Top Tip: Sometimes, time really does fly when you’re flying – at others, it can be a bit of a drag. Have your tablet, e-reader or other electronic device loaded with plenty of entertainment, in case the in-flight choices aren’t to your taste.

Food and Drink

Most airlines have restrictions on what you can carry. Although many airports have relaxed over the past five years, it is still important to check with your airline before you go to avoid hold-ups or the embarrassment of being stopped at customs (as you pass through customs, don’t forget to check out the random selection of goods confiscated from the day’s previous travellers!).

  • Clear plastic zip-lock bag to put ALL liquids in when you go through customs (take 3, just in case).
  • Fruit – there is usually plenty to eat and drink on a plane, but fruit can be hard to come by. Pack a few items that travel relatively well, such as apples or a tub of berries.
  • Snacks – if you are travelling short-haul or with children, snacks can be costly. Bring a few favourites to prevent having to buy them on the plane.
  • It is important that you have plenty to drink so buy a bottle of water in duty-free.

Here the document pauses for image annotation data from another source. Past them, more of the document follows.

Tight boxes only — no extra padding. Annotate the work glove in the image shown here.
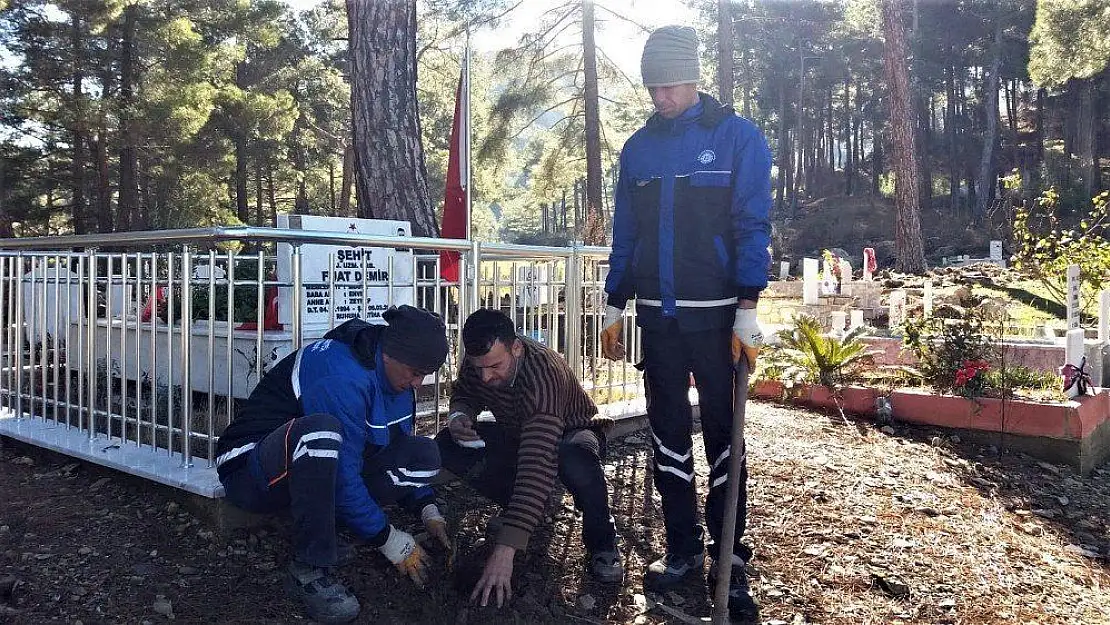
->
[733,309,763,371]
[379,525,427,588]
[420,504,451,551]
[602,306,625,361]
[447,410,485,450]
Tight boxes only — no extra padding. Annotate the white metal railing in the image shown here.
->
[0,228,643,488]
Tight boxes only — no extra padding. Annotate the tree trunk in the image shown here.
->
[975,18,1002,216]
[115,4,139,232]
[232,134,251,225]
[266,161,278,228]
[775,75,790,216]
[871,117,884,195]
[70,11,88,234]
[1076,78,1099,202]
[346,0,440,236]
[740,21,753,120]
[0,159,14,239]
[917,89,932,208]
[254,150,266,225]
[844,70,855,196]
[582,0,605,245]
[1037,89,1048,163]
[945,64,960,213]
[327,159,335,216]
[90,130,112,232]
[881,0,925,273]
[717,0,732,105]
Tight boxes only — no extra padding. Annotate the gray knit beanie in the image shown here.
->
[639,26,702,87]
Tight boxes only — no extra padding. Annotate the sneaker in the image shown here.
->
[335,538,359,566]
[589,550,624,584]
[644,553,705,593]
[708,555,759,623]
[285,562,359,624]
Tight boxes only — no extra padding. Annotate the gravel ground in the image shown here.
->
[0,402,1110,625]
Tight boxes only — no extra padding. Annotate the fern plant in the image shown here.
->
[768,315,878,387]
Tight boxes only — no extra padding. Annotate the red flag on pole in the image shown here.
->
[440,61,470,282]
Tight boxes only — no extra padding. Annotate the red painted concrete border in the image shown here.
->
[753,380,1110,441]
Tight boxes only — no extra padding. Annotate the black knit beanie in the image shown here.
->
[382,305,447,373]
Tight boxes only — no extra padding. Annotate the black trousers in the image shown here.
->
[643,322,750,560]
[223,414,440,567]
[435,422,617,553]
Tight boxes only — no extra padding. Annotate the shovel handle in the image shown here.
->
[712,356,749,625]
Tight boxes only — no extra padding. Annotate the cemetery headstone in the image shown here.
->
[801,259,820,305]
[848,310,864,331]
[864,248,879,281]
[278,215,416,327]
[889,289,906,331]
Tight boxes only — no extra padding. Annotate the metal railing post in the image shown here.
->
[179,246,193,466]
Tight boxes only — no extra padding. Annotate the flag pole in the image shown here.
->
[460,24,473,241]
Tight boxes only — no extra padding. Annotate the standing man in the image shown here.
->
[602,26,771,619]
[215,306,447,623]
[435,309,624,607]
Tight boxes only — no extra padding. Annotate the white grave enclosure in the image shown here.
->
[22,261,84,345]
[278,215,416,330]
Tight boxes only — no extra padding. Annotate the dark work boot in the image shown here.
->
[285,562,360,624]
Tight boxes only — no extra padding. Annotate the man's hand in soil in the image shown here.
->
[420,504,451,552]
[471,545,516,607]
[379,526,427,588]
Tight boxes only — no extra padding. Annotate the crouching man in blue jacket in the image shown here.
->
[216,306,447,623]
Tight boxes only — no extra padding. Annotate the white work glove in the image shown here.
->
[447,410,485,450]
[377,525,427,588]
[733,309,763,371]
[420,504,451,551]
[602,306,625,361]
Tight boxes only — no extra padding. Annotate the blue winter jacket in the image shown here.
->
[216,320,434,542]
[605,93,771,331]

Travel toiletries in clear plastic, quart-sized bag on white background

Top Tip: Try to put all your liquid items (including makeup and prescription medication) in the clear bag when you pack, so that you can pass through customs seamlessly.

Just in case

Around 26million suitcases go missing each year. In the grand scheme of things, it is unlikely that your case will go missing, but just in case, pack the essentials in your flight bag. You know what you will need most, but here are a few tips:

  • Travel towel – lightweight microfibre towels fold small and can be used to fill a neck cushion too.
  • Two spare sets of underwear.
  • Swimming costume (if needed).
  • At least one spare outfit.
  • The item in your case that you just couldn’t bear to lose.

Top Tip: Your “just in case” list may be different: consider where you are going, what will be available to buy when you get there, and what you will find hardest to replace.

This may seem like a huge list, but with a bit of clever rolling and stuffing, it will all get into your flight bag – trust us, we’ve tested it!